When Marco Tulio Hernandez left New Orleans to visit his cousin in Mississippi on March 13, he didn’t expect to end up in handcuffs. As an immigrant enrolled in the Intensive Supervision Appearance Program (ISAP)—an alternative to detention program for people in immigration proceedings—he wasn’t allowed to leave Louisiana without permission. But he’d met with his ISAP officer a few days prior to his trip, and according to Hernandez, she gave him permission to buy the bus ticket and go to Mississippi.
Hernandez, an asylum seeker from Honduras, says that in his four years in and out of ISAP, he’s complied with all the program’s rules. These include weekly office check-ins, unannounced home visits, and geographical limits enforced by his GPS-enabled ankle monitor.

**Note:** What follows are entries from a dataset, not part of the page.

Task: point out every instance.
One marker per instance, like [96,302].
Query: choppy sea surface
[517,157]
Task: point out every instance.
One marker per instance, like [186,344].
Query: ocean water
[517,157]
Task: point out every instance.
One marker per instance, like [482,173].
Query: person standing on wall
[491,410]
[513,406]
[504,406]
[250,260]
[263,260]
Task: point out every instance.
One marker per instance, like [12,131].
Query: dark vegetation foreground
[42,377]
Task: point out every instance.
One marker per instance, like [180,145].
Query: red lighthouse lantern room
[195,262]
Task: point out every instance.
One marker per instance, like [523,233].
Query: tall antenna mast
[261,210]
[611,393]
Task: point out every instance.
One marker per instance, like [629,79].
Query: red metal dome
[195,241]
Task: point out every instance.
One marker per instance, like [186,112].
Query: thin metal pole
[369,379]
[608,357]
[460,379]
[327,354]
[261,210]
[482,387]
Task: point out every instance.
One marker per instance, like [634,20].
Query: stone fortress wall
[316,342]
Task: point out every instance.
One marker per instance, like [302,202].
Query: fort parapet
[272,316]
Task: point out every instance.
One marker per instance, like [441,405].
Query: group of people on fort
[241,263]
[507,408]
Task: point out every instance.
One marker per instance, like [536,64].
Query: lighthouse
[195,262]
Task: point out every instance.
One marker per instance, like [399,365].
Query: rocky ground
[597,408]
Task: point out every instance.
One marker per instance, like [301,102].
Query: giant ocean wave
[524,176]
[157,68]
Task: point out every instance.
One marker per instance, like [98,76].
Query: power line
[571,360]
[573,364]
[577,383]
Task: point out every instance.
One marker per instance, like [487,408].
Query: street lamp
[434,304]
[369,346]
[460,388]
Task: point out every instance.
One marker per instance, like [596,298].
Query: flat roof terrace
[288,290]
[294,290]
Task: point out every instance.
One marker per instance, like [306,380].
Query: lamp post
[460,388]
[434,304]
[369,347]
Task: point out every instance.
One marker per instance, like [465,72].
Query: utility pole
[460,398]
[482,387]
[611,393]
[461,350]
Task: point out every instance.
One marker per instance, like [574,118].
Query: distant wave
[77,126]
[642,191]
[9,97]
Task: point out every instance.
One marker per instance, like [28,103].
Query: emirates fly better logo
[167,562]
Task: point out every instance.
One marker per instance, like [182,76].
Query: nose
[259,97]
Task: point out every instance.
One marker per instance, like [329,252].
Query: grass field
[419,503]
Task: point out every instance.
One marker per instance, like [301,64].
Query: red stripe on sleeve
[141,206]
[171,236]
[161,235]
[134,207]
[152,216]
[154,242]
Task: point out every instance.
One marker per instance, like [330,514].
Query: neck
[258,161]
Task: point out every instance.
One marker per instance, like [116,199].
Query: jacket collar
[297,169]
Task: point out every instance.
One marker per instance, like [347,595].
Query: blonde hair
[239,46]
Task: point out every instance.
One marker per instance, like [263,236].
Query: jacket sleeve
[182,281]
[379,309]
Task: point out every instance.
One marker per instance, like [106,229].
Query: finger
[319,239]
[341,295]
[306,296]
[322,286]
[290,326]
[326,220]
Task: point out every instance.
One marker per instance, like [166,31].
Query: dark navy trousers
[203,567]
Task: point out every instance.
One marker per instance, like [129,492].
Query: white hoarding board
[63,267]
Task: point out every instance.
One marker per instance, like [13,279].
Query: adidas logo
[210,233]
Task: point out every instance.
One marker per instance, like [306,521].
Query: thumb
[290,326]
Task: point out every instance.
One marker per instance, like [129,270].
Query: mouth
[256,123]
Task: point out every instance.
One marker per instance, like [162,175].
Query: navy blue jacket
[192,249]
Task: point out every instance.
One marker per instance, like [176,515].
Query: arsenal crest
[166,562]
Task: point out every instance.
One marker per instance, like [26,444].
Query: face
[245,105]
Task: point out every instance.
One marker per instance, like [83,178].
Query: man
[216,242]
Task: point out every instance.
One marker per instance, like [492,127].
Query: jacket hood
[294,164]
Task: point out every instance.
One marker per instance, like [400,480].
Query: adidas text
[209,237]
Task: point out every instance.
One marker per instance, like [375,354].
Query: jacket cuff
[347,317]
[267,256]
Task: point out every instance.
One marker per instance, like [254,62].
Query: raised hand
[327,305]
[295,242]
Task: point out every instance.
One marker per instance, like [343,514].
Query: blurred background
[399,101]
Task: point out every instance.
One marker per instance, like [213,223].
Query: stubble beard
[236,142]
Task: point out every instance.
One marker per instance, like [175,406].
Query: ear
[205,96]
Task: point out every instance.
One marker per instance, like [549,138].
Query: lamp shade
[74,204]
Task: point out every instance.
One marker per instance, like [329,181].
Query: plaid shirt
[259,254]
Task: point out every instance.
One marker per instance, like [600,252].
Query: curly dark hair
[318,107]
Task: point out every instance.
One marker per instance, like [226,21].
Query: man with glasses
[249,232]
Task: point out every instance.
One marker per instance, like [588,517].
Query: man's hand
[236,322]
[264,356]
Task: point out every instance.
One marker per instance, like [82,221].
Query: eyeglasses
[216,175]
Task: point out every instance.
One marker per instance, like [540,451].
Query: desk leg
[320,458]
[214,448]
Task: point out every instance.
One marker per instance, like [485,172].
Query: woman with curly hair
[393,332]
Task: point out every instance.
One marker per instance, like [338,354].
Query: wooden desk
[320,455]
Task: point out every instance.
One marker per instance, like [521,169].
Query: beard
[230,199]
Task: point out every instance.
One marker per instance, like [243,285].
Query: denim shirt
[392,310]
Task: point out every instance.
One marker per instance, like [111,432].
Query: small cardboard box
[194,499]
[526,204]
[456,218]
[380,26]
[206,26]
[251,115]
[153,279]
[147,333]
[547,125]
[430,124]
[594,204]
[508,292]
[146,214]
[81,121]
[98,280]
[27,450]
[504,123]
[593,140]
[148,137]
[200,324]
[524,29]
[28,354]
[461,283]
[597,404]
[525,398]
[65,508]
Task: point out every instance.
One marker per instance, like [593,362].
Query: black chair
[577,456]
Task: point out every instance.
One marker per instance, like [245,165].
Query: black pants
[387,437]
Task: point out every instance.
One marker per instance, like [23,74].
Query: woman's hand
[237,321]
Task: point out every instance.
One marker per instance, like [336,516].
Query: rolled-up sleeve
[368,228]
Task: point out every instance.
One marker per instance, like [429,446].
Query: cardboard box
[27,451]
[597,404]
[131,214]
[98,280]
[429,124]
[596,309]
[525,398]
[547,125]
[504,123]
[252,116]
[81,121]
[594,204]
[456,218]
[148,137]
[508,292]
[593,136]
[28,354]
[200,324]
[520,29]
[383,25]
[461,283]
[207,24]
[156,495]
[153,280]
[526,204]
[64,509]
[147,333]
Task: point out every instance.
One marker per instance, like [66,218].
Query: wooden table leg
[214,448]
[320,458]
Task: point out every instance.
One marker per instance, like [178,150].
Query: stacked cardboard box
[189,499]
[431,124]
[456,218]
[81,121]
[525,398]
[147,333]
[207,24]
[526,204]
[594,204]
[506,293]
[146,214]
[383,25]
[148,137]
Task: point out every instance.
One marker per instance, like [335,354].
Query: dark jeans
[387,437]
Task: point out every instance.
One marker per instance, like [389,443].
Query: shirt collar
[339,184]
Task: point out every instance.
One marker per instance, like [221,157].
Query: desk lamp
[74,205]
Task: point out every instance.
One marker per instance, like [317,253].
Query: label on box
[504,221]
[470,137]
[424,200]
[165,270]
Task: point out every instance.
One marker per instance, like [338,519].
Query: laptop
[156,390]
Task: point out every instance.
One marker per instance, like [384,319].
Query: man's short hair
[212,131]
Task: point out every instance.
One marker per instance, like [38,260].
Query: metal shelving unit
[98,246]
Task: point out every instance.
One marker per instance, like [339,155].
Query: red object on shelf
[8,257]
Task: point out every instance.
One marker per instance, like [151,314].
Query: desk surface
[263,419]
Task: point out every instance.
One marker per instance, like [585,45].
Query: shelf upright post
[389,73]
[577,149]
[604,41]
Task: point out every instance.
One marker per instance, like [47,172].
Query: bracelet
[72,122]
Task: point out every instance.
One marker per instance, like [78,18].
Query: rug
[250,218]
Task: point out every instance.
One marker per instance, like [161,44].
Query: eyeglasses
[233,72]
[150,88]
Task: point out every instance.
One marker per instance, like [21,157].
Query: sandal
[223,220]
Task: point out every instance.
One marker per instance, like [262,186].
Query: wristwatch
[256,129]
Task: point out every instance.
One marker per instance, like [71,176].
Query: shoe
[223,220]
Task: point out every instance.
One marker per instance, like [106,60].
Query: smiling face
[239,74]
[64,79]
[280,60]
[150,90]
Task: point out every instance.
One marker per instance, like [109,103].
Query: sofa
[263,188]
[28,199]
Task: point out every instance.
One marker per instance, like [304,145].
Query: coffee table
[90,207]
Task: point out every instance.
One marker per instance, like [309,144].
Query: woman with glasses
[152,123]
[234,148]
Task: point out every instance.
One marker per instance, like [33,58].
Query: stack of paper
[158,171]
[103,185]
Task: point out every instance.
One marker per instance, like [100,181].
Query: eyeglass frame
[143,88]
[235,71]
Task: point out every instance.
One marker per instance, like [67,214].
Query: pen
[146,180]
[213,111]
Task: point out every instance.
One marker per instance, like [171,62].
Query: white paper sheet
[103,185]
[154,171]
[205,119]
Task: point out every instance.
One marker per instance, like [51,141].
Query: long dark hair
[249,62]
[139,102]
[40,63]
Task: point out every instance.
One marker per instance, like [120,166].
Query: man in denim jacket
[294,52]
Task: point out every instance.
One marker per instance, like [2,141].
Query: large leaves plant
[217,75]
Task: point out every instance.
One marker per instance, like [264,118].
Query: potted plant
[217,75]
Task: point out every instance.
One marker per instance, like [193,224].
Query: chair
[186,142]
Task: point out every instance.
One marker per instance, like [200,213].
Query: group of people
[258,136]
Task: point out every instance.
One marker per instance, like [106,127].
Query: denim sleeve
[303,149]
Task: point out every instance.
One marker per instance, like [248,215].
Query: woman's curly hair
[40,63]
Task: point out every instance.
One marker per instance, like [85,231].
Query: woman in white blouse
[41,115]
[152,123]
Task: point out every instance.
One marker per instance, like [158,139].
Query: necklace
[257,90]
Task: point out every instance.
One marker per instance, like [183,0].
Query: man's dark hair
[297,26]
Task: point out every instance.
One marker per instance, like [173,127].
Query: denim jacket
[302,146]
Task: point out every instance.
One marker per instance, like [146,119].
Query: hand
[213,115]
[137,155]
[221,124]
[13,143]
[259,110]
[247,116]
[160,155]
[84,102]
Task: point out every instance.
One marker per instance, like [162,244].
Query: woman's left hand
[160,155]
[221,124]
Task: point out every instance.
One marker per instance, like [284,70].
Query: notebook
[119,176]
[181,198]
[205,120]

He says that the frequency of the check-ins made it difficult for him to maintain a steady job, but because he was afraid of being deported, he never missed one.
But shortly after he returned from Mississippi, officers from Immigration and Customs Enforcement (ICE) arrested him, claiming that he didn’t have authorization to leave the state. Rather than keeping Hernandez out of physical detention, ISAP led him directly into it.
The New Orleans ISAP office declined to discuss Hernandez’s case when asked for comment.